Perché i danzatori non sono tutti in piazza ogni giorno?

Ma la cosa che lacera ancora di più è vedere l’atteggiamento delle celebrità del settore, gli unici ad avere un peso politico e mediatico, far finta di niente: non una dichiarazione, non un’azione degna di nota, nessuno che voglia esporsi per il bene di quell’arte che li ha portati alla fama. A quei pochi che nel recente passato hanno abbaiato come cani rabbiosi, con poche idee e anche confuse, è bastato allungare qualche avanzo per vederli ritornare silenziosi come agnellini.

Qualche giorno fa discutevo con un collega di questa tendenza poco virtuosa di chi molto potrebbe fare e ciò che è emerso da questo scambio è che probabilmente il mestiere della scena fa sviluppare l’ego in modo direttamente proporzionale alla fama (qualcuno lo sviluppa anche senza bisogno di essere famoso, ma questa è un’altra storia) così, quando si assurge alle copertine dei giornali o alle prime serate in televisione, può diventare inconcepibile considerare la causa collettiva più importante dei vantaggi e del prestigio personali. Fatto sta che non esiste una sola personalità influente che in questo momento stia portando avanti una decisa azione di critica nei confronti delle azioni realizzate da Stato, Regioni e Comuni, che potrebbero portare a ennesimi lutti nel panorama artistico e culturale.
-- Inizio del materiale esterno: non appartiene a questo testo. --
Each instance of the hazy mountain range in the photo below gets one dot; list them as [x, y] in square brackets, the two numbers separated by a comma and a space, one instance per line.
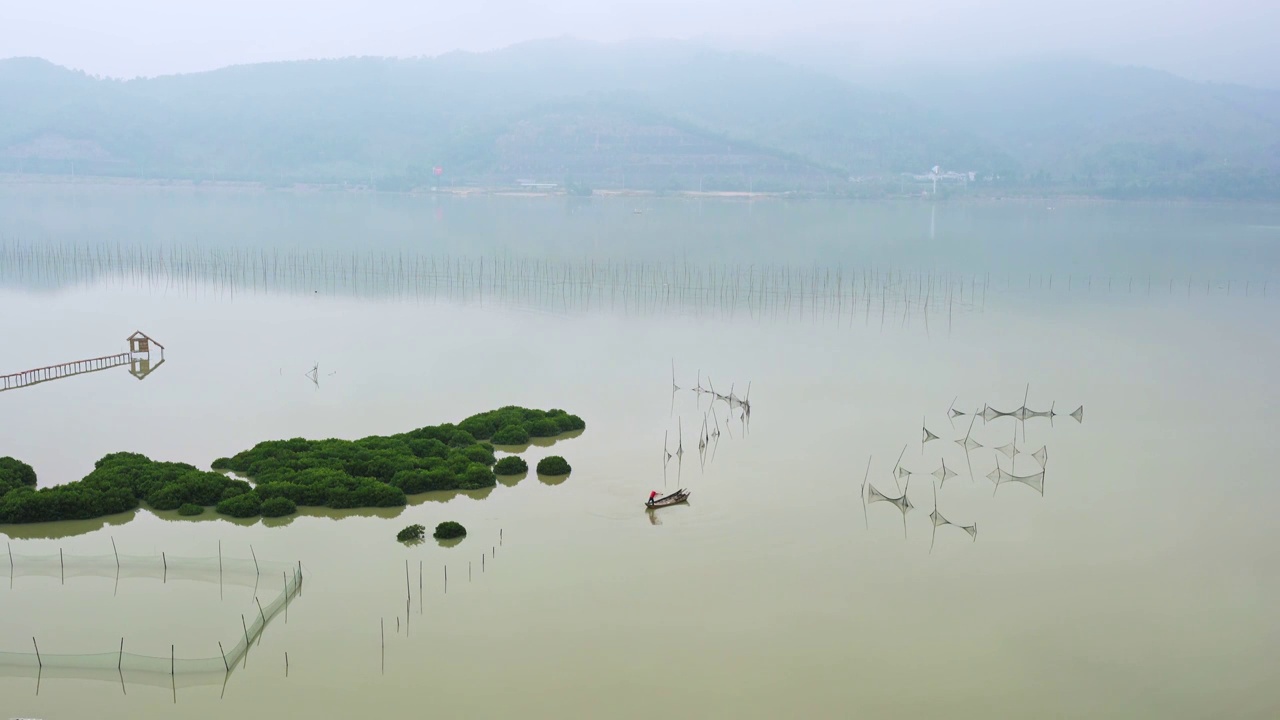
[658, 115]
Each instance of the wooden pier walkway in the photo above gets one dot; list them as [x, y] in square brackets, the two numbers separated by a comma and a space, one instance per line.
[138, 359]
[27, 378]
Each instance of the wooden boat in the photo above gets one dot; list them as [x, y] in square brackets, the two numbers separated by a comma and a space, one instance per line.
[673, 499]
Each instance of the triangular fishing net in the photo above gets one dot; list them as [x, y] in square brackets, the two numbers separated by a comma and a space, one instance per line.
[944, 473]
[938, 520]
[990, 413]
[1041, 455]
[1034, 481]
[903, 502]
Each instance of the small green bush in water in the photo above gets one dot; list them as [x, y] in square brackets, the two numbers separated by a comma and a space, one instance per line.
[449, 529]
[511, 434]
[511, 465]
[246, 505]
[411, 533]
[278, 506]
[553, 465]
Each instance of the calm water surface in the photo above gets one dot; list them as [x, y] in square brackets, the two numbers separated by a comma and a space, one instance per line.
[1141, 583]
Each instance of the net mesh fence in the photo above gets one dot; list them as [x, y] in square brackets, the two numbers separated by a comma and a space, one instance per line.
[228, 570]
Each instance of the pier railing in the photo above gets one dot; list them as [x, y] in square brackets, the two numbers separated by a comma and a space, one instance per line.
[26, 378]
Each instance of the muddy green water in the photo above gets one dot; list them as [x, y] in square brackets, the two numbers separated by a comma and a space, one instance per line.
[1141, 583]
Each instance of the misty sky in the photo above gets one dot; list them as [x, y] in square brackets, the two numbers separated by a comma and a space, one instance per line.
[1225, 40]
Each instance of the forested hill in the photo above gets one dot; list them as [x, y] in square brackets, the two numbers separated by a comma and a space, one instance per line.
[658, 115]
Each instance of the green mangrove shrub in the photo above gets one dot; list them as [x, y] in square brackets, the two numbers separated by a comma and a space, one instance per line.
[373, 472]
[511, 434]
[511, 465]
[16, 474]
[553, 465]
[448, 531]
[118, 483]
[411, 533]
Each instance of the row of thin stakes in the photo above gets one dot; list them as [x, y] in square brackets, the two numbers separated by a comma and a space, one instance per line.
[408, 592]
[145, 566]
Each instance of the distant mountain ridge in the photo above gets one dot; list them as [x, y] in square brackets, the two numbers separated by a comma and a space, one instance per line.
[656, 114]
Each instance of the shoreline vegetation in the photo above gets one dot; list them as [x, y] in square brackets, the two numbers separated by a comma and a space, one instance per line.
[283, 475]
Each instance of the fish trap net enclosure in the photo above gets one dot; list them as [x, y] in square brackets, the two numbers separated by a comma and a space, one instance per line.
[280, 582]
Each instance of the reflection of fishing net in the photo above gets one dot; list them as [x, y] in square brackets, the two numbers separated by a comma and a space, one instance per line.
[228, 570]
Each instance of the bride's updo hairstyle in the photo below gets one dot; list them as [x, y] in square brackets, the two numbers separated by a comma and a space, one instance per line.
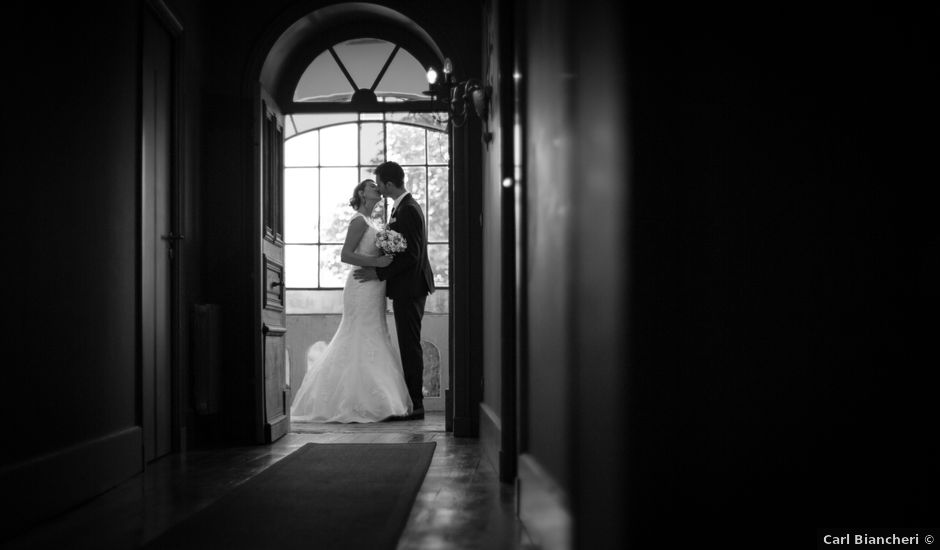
[356, 200]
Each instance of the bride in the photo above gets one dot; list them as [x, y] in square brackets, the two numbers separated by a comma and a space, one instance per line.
[358, 378]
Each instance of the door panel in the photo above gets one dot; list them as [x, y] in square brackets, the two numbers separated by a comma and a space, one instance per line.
[157, 241]
[273, 393]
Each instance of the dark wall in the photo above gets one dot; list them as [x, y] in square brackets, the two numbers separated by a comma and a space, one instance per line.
[550, 200]
[493, 284]
[72, 221]
[780, 264]
[773, 264]
[71, 163]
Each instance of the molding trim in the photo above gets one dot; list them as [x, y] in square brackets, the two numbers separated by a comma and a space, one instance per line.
[543, 506]
[51, 484]
[491, 428]
[166, 16]
[463, 427]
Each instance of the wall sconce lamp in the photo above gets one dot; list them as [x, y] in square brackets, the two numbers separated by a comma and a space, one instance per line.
[458, 97]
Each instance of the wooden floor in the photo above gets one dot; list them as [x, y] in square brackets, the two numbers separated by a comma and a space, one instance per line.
[461, 504]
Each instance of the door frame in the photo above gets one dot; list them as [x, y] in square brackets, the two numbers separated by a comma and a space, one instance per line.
[171, 24]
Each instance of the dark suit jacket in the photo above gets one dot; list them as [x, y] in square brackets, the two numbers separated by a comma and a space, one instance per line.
[409, 275]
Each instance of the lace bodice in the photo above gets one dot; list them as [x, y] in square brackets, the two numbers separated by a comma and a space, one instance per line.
[366, 245]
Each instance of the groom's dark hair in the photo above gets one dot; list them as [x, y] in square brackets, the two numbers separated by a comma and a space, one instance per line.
[390, 172]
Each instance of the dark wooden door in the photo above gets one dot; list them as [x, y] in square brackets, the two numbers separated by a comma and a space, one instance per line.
[157, 238]
[273, 392]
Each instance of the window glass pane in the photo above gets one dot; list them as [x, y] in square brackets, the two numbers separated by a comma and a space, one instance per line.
[364, 58]
[416, 182]
[301, 205]
[438, 148]
[336, 188]
[406, 144]
[439, 254]
[371, 143]
[438, 203]
[289, 128]
[405, 78]
[302, 149]
[432, 370]
[436, 121]
[323, 81]
[338, 145]
[332, 270]
[300, 266]
[306, 122]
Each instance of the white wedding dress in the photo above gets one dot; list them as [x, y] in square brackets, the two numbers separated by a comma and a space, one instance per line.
[358, 378]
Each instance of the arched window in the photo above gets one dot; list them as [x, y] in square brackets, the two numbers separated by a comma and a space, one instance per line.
[362, 71]
[363, 105]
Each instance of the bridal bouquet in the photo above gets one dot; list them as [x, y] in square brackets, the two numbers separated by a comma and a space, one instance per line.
[390, 241]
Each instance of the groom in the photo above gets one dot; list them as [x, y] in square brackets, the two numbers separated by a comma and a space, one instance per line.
[408, 278]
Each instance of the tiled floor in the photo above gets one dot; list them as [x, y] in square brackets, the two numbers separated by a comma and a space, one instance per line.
[461, 504]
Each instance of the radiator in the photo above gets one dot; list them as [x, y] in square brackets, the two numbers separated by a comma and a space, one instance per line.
[206, 358]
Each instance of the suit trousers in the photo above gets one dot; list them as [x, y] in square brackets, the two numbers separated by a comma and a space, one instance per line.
[408, 315]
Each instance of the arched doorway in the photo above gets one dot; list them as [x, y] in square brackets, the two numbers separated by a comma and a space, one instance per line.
[338, 91]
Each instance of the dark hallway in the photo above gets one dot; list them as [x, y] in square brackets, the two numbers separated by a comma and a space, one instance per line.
[686, 261]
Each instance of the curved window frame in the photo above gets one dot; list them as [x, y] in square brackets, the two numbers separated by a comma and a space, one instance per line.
[364, 99]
Nell’apparente indifferenza dei più, colpo dopo colpo la danza italiana deve incassare queste ferite da cui onestamente non credo si riprenderà (perché diciamolo: se dei tagli saranno fatti dalle Direzioni dei Teatri, indovinate un po’ chi andranno a colpire?), la legge Delega sullo spettacolo dal vivo è stata approvata e rimessa nel cassetto almeno tre volte, ad ogni nuovo governo è come beccare la casella “torna al punto di partenza” al gioco dell’oca, ministri che si succedono facendo solo promesse che ad oggi non sono mai state mantenute.

Confesso che per la causa della danza sto gettando la spugna.
Mi sento come Don Chisciotte con i mulini a vento.

Dopo decenni di comitati, coordinamenti, tavole rotonde, manifestazioni, azioni, flash mob, posso dire con certezza che quello che manca davvero è una coscienza di categoria e un senso di appartenenza ad essa, una volontà di affrancarsi dalle derive narcisistiche che non ci permettono di avere la forza che potremmo nelle richieste legittime che da anni i più consapevoli di noi hanno già messo sul tavolo.

Nel momento in cui scrivo i corpi di ballo rimasti in tutto il territorio sono solo quattro.

Rileggerò questo articolo a dicembre 2023 e spero proprio di non dover aggiornare questo numero con uno più basso.